Common pitfalls to avoid:

Skipping stationarity tests—always verify with ADF
Overfitting with too many parameters—use AIC/BIC and validation sets
Ignoring residual diagnostics—check that residuals are white noise
Forgetting to transform forecasts back (if you used log/Box-Cox)

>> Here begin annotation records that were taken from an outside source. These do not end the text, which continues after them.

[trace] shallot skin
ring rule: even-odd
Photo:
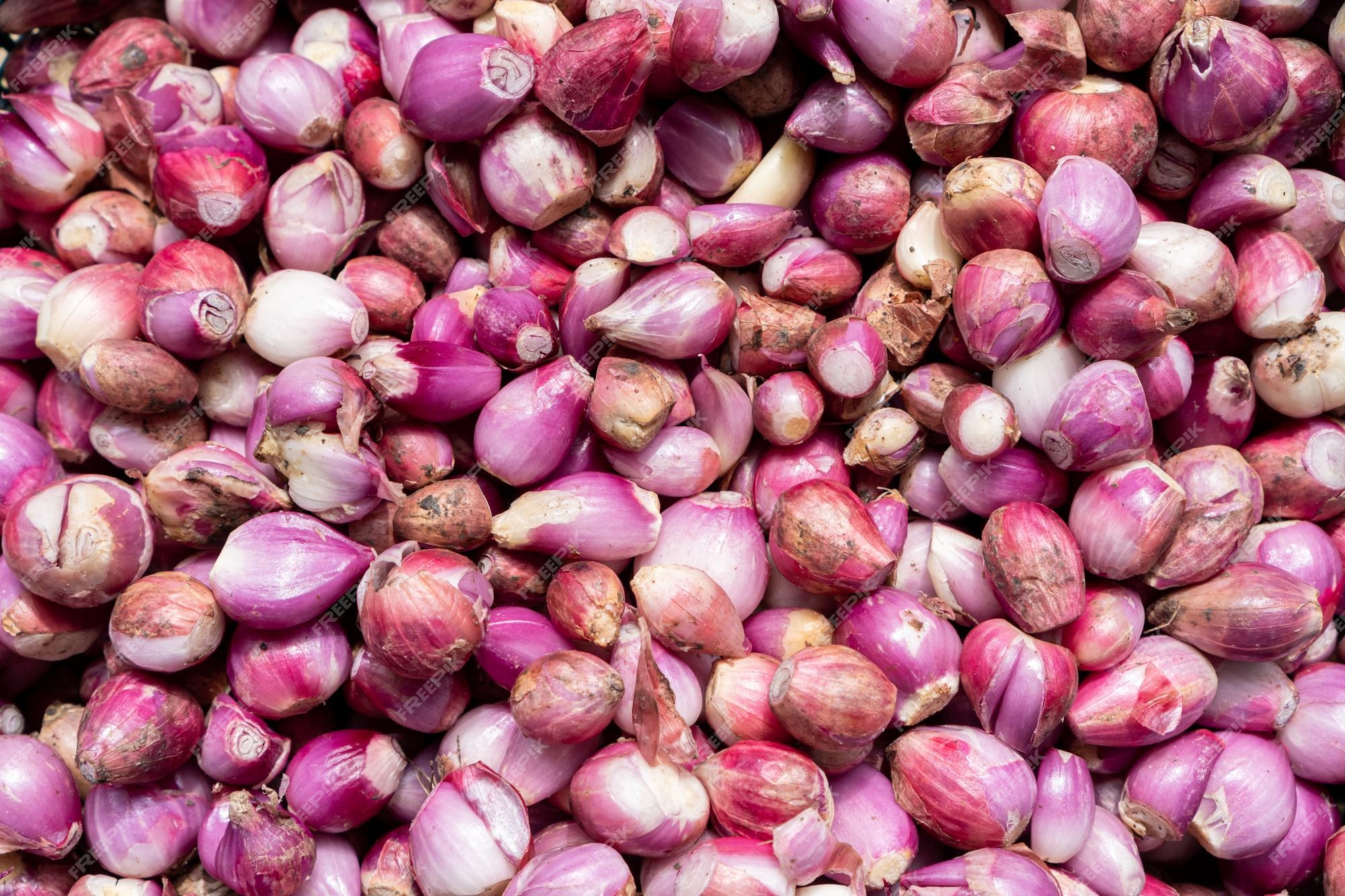
[[[0,896],[1345,896],[1340,5],[0,0]]]

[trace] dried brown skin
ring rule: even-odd
[[[612,721],[624,693],[621,677],[605,662],[578,650],[561,650],[519,673],[508,705],[529,737],[574,744]]]
[[[100,34],[70,75],[75,100],[101,100],[118,87],[132,87],[167,62],[186,63],[187,38],[160,19],[121,19]]]
[[[512,597],[535,604],[546,597],[547,558],[526,550],[491,545],[482,552],[477,565],[495,597]]]
[[[652,365],[609,355],[597,363],[588,418],[604,441],[640,451],[663,429],[675,404],[672,386]]]
[[[1079,0],[1075,19],[1088,58],[1108,71],[1147,65],[1177,26],[1184,0]]]
[[[925,429],[943,433],[943,408],[959,386],[975,382],[976,378],[954,365],[931,363],[913,370],[901,383],[902,404],[907,413]]]
[[[1059,628],[1084,609],[1084,565],[1064,521],[1038,503],[999,507],[981,533],[986,573],[1029,632]]]
[[[130,638],[183,635],[222,611],[206,585],[179,572],[145,576],[117,596],[109,628]]]
[[[729,347],[736,373],[768,377],[803,367],[804,346],[824,323],[812,308],[742,291]],[[873,323],[872,320],[869,323]]]
[[[1270,662],[1322,634],[1317,589],[1263,564],[1232,564],[1150,604],[1149,624],[1227,659]]]
[[[769,118],[798,105],[807,86],[802,79],[799,54],[787,40],[779,40],[765,63],[749,75],[730,81],[724,96],[752,118]]]
[[[566,564],[546,588],[546,609],[568,638],[611,647],[621,630],[625,589],[611,568],[588,560]]]
[[[378,229],[378,250],[430,283],[448,280],[460,254],[457,234],[426,202],[389,213]]]
[[[133,414],[182,410],[196,397],[196,375],[153,344],[101,339],[79,359],[79,379],[104,404]]]
[[[935,284],[928,295],[907,283],[896,265],[880,268],[859,291],[855,304],[868,308],[861,316],[882,338],[890,370],[920,363],[952,305],[951,266],[939,260],[928,270]]]
[[[491,537],[491,509],[476,480],[460,476],[408,495],[393,517],[393,526],[398,538],[471,550]]]
[[[1247,495],[1189,505],[1177,533],[1145,576],[1145,583],[1154,588],[1177,588],[1205,581],[1223,569],[1255,522]]]
[[[206,441],[206,436],[210,435],[210,425],[206,422],[206,416],[202,413],[167,413],[167,414],[133,414],[118,408],[108,408],[94,422],[102,422],[108,426],[133,426],[140,431],[141,437],[153,441],[156,445],[163,447],[161,457],[168,457],[178,453],[187,445],[195,445],[198,443]],[[112,445],[101,444],[106,441],[104,433],[97,433],[93,439],[93,447],[98,453],[104,453],[105,448]],[[141,472],[149,472],[143,470]]]
[[[771,709],[802,743],[849,751],[872,744],[897,710],[897,687],[863,655],[841,644],[804,647],[771,679]]]

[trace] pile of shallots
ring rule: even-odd
[[[1338,9],[5,0],[0,896],[1345,896]]]

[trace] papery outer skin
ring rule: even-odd
[[[613,526],[617,518],[621,525]],[[654,492],[612,474],[585,472],[519,495],[495,517],[492,534],[504,548],[628,560],[652,550],[659,525]]]
[[[1149,572],[1177,531],[1185,498],[1181,486],[1147,460],[1088,476],[1069,507],[1084,569],[1112,580]]]
[[[1099,361],[1069,378],[1041,431],[1061,470],[1106,470],[1137,460],[1153,441],[1153,420],[1134,367]]]
[[[612,776],[628,782],[612,788]],[[570,810],[590,837],[633,856],[667,856],[705,831],[710,800],[690,772],[650,766],[633,741],[604,747],[574,774]]]
[[[229,164],[213,161],[222,156]],[[157,159],[155,202],[194,237],[235,234],[266,202],[266,156],[242,128],[219,125],[175,137],[159,148]]]
[[[408,74],[420,51],[429,43],[460,30],[443,16],[417,9],[398,8],[397,13],[383,16],[378,26],[378,67],[383,86],[393,100],[401,100],[406,87]]]
[[[1037,802],[1032,810],[1032,850],[1042,861],[1072,858],[1093,821],[1093,783],[1083,759],[1048,749],[1037,768]]]
[[[159,346],[139,339],[100,339],[79,357],[79,381],[98,401],[133,414],[186,409],[196,377]]]
[[[500,369],[488,355],[438,342],[397,346],[360,375],[381,401],[429,422],[475,413],[500,390]]]
[[[775,252],[794,229],[798,213],[748,202],[697,206],[686,215],[691,256],[707,264],[741,268]]]
[[[802,743],[846,752],[882,733],[896,713],[897,689],[859,651],[819,644],[781,661],[768,697],[776,717]]]
[[[354,250],[364,218],[359,172],[321,152],[276,178],[266,196],[266,242],[285,268],[324,272]]]
[[[350,642],[338,626],[239,626],[229,642],[226,673],[239,704],[262,718],[288,718],[335,694],[350,677]]]
[[[1345,782],[1345,753],[1338,731],[1345,718],[1341,692],[1345,675],[1336,663],[1314,663],[1294,675],[1298,709],[1276,735],[1294,774],[1323,784]]]
[[[1244,891],[1290,888],[1321,870],[1328,838],[1340,826],[1340,813],[1310,784],[1295,780],[1294,795],[1294,821],[1280,842],[1262,856],[1221,862],[1229,885]]]
[[[714,370],[703,358],[701,373],[691,379],[690,389],[697,410],[695,425],[714,439],[722,476],[737,465],[752,441],[752,400],[732,377]]]
[[[1223,152],[1251,141],[1274,120],[1289,98],[1289,71],[1255,28],[1202,16],[1163,39],[1149,94],[1184,137]]]
[[[327,732],[289,760],[285,806],[313,830],[347,831],[382,810],[405,767],[406,756],[387,735]]]
[[[151,573],[129,585],[108,622],[113,648],[140,669],[176,673],[210,657],[225,636],[225,612],[187,573]]]
[[[398,674],[428,679],[465,665],[492,597],[461,554],[401,542],[369,566],[355,600],[364,646]]]
[[[1322,619],[1330,620],[1340,605],[1345,570],[1341,556],[1321,526],[1302,519],[1252,526],[1233,553],[1233,562],[1263,562],[1317,588]]]
[[[1247,858],[1289,833],[1297,795],[1283,748],[1262,735],[1224,732],[1190,830],[1219,858]]]
[[[1150,605],[1149,622],[1208,654],[1250,662],[1306,647],[1323,626],[1315,588],[1258,562],[1167,592]]]
[[[831,822],[831,788],[822,770],[791,747],[741,740],[695,767],[716,823],[730,837],[768,837],[812,809]],[[763,788],[763,780],[769,786]]]
[[[620,673],[621,681],[625,685],[625,692],[621,694],[621,702],[616,708],[616,718],[613,721],[623,732],[633,735],[636,673],[640,663],[642,639],[639,627],[629,613],[627,615],[627,620],[617,631],[616,642],[612,644],[611,663]],[[668,650],[652,639],[650,647],[659,674],[667,679],[668,686],[672,689],[674,708],[687,725],[694,724],[701,717],[701,709],[705,705],[705,687],[701,685],[701,679],[709,678],[709,675],[703,673],[698,674],[691,667],[689,661],[695,661],[694,655]],[[769,685],[769,682],[767,683]],[[779,725],[779,720],[775,721]],[[785,739],[780,737],[780,740]]]
[[[1298,708],[1298,692],[1275,663],[1224,661],[1216,667],[1219,689],[1201,713],[1206,728],[1272,732]]]
[[[217,696],[206,713],[199,747],[202,771],[225,784],[265,784],[289,761],[289,739],[229,694]]]
[[[352,694],[359,692],[374,709],[402,728],[426,735],[448,731],[471,698],[467,677],[461,673],[441,678],[433,693],[426,694],[422,689],[424,681],[401,675],[381,663],[369,650],[355,648],[348,698],[356,700]],[[405,780],[406,771],[402,776]],[[424,791],[421,795],[424,796]]]
[[[1084,362],[1084,354],[1061,330],[1033,354],[991,374],[991,386],[1013,402],[1018,429],[1029,444],[1041,448],[1050,409]]]
[[[1139,87],[1084,75],[1069,90],[1045,91],[1024,102],[1011,141],[1014,156],[1042,178],[1050,176],[1061,157],[1087,155],[1106,161],[1134,187],[1154,156],[1158,117]]]
[[[533,86],[534,63],[492,35],[453,34],[417,52],[398,98],[412,133],[428,140],[479,140]],[[445,91],[451,79],[461,90]]]
[[[227,253],[199,239],[160,249],[140,278],[140,328],[179,358],[229,348],[242,327],[247,285]]]
[[[258,554],[272,560],[257,565]],[[210,584],[231,619],[288,628],[321,615],[373,560],[371,549],[305,514],[266,514],[229,535]]]
[[[1029,502],[999,507],[986,523],[982,548],[995,595],[1024,631],[1057,628],[1083,612],[1079,545],[1046,507]]]
[[[577,435],[592,390],[592,377],[569,357],[511,381],[477,417],[477,463],[512,486],[539,482],[560,464]],[[546,439],[535,444],[541,432]]]
[[[963,725],[923,725],[888,748],[897,802],[955,849],[1007,845],[1032,817],[1032,768],[990,735]]]
[[[0,198],[15,209],[59,211],[97,174],[106,145],[98,122],[61,97],[8,94],[0,116]]]
[[[199,844],[206,870],[242,896],[299,892],[317,852],[308,827],[268,791],[217,792]]]
[[[296,293],[307,297],[303,305],[293,301]],[[303,335],[296,338],[296,331]],[[280,366],[315,355],[344,355],[369,336],[369,312],[355,293],[331,277],[281,269],[253,289],[243,336],[253,351]]]
[[[1126,266],[1153,277],[1178,308],[1194,311],[1197,322],[1227,315],[1237,296],[1237,265],[1228,246],[1177,221],[1142,225]]]
[[[67,659],[93,647],[106,627],[106,613],[38,597],[0,565],[0,647],[30,659]]]
[[[1126,262],[1139,238],[1139,207],[1106,163],[1065,156],[1046,178],[1037,209],[1046,270],[1063,283],[1092,283]]]
[[[1150,635],[1116,666],[1084,678],[1065,718],[1085,744],[1146,747],[1190,728],[1217,685],[1215,667],[1194,647]]]
[[[1126,659],[1145,628],[1139,593],[1107,581],[1084,583],[1084,612],[1060,632],[1079,669],[1100,671]]]
[[[834,639],[863,654],[896,685],[893,726],[928,718],[958,693],[956,631],[913,595],[878,588],[849,608]]]
[[[32,426],[0,414],[0,521],[23,499],[65,475],[51,447]]]
[[[1345,452],[1345,428],[1334,420],[1282,424],[1240,448],[1262,480],[1264,517],[1329,519],[1345,510],[1345,479],[1336,457]]]
[[[1038,747],[1060,724],[1079,682],[1073,654],[1003,619],[967,634],[960,669],[981,726],[1021,752]]]
[[[812,593],[870,589],[896,562],[863,505],[830,479],[800,482],[780,495],[769,549],[780,573]]]
[[[842,0],[837,23],[854,52],[874,74],[902,87],[932,83],[948,69],[956,51],[956,26],[942,0],[902,0],[888,7]],[[896,34],[896,43],[880,34]]]
[[[1237,327],[1258,339],[1283,339],[1307,330],[1326,297],[1326,276],[1313,256],[1298,239],[1276,230],[1248,229],[1233,245]]]
[[[761,161],[761,135],[737,109],[682,97],[654,125],[668,172],[702,196],[732,192]]]
[[[238,117],[260,143],[315,152],[331,143],[344,104],[316,62],[291,52],[252,57],[238,67]]]
[[[1095,358],[1135,361],[1196,320],[1162,285],[1138,270],[1116,270],[1087,287],[1069,309],[1069,338]]]
[[[36,347],[56,369],[77,373],[100,339],[133,339],[140,330],[140,265],[90,265],[51,285],[38,309]]]
[[[5,561],[19,580],[67,607],[108,603],[144,574],[152,550],[144,500],[109,476],[70,476],[35,491],[4,523]]]
[[[12,361],[40,358],[36,347],[38,313],[51,287],[70,273],[65,262],[36,249],[0,249],[0,357]]]
[[[751,837],[703,842],[678,864],[675,893],[787,896],[794,887],[772,844]]]
[[[546,178],[535,175],[542,159]],[[487,200],[502,218],[531,230],[582,207],[593,196],[596,168],[593,147],[535,104],[522,106],[482,144]]]
[[[647,565],[683,564],[703,569],[746,619],[765,595],[769,561],[751,502],[737,492],[685,498],[662,514],[655,545],[635,558]]]
[[[531,662],[570,648],[550,619],[526,607],[491,607],[484,626],[473,657],[500,687],[512,687]]]
[[[972,463],[950,447],[937,461],[937,472],[955,503],[982,517],[1025,499],[1063,507],[1068,496],[1064,471],[1026,445],[1014,445],[985,463]]]
[[[113,675],[89,698],[75,760],[90,782],[141,784],[191,759],[204,717],[182,686],[157,675]]]
[[[1120,819],[1137,837],[1181,839],[1223,752],[1224,741],[1208,731],[1193,731],[1142,752],[1120,792]]]
[[[487,704],[463,713],[448,729],[438,763],[445,771],[483,763],[534,806],[561,791],[597,747],[596,739],[564,745],[533,740],[518,729],[508,704]]]
[[[538,65],[538,98],[597,145],[609,147],[635,121],[654,59],[640,11],[582,23],[561,35]]]
[[[714,439],[694,426],[667,426],[642,451],[604,447],[603,455],[615,472],[666,498],[699,494],[720,470]]]
[[[257,514],[293,507],[242,455],[215,443],[186,448],[144,479],[145,503],[164,531],[184,544],[217,545]]]
[[[654,296],[659,296],[656,305]],[[620,346],[675,361],[705,354],[724,342],[734,304],[729,287],[709,268],[679,262],[655,269],[590,315],[585,327]]]
[[[562,650],[519,673],[510,692],[510,712],[529,737],[577,744],[603,733],[624,692],[612,666],[580,650]]]
[[[819,235],[855,254],[881,252],[907,223],[911,171],[894,156],[869,152],[834,159],[808,190]]]
[[[911,870],[901,876],[901,885],[902,892],[909,896],[943,896],[947,892],[970,896],[1007,892],[1015,896],[1060,896],[1064,891],[1059,880],[1052,879],[1052,873],[1053,869],[1046,869],[1017,850],[976,849],[958,858]]]
[[[195,0],[168,0],[168,23],[207,55],[242,59],[265,36],[274,20],[274,8],[253,12],[245,3],[227,0],[211,4]]]
[[[890,887],[915,858],[915,822],[897,805],[892,782],[876,768],[859,764],[831,775],[835,818],[831,830],[863,860],[869,888]]]
[[[972,358],[990,367],[1030,355],[1060,327],[1061,304],[1041,262],[998,249],[971,258],[952,295]]]
[[[574,888],[593,896],[632,896],[635,880],[621,854],[603,844],[581,844],[538,854],[510,881],[504,896],[546,896]]]
[[[147,784],[94,786],[85,805],[90,852],[122,877],[165,873],[196,849],[210,787],[194,764]]]
[[[83,831],[79,794],[56,751],[34,737],[0,735],[4,803],[0,845],[62,858]]]
[[[1061,866],[1084,877],[1098,896],[1141,896],[1145,888],[1145,866],[1135,838],[1108,811],[1093,814],[1083,849]]]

Here’s a complete workflow template:

# Complete ARIMA workflow
def arima_workflow(data, column, test_size=0.2):
    # 1. Prepare data
    series = data[column]
    train_size = int(len(series) * (1 - test_size))
    train, test = series[:train_size], series[train_size:]
    
    # 2. Check stationarity and transform if needed
    adf_test(train, 'Training Data')
    
    # 3. Grid search for parameters
    best_aic = np.inf
    best_order = None
    for p in range(3):
        for d in range(2):
            for q in range(3):
                try:
                    model = ARIMA(train, order=(p,d,q))
                    fitted = model.fit()
                    if fitted.aic < best_aic:
                        best_aic = fitted.aic
                        best_order = (p,d,q)
                except:
                    continue
    
    # 4. Fit best model
    final_model = ARIMA(train, order=best_order).fit()
    
    # 5. Forecast and evaluate
    forecast = final_model.forecast(steps=len(test))
    rmse = np.sqrt(mean_squared_error(test, forecast))
    
    print(f'Best Order: {best_order}')
    print(f'RMSE: {rmse:.2f}')
    
    return final_model, forecast

# Run workflow
model, predictions = arima_workflow(df, 'Passengers')

Statsmodels gives you the statistical foundation for time series analysis. Master stationarity testing, ACF/PACF interpretation, and proper validation, and you’ll build forecasts you can actually trust.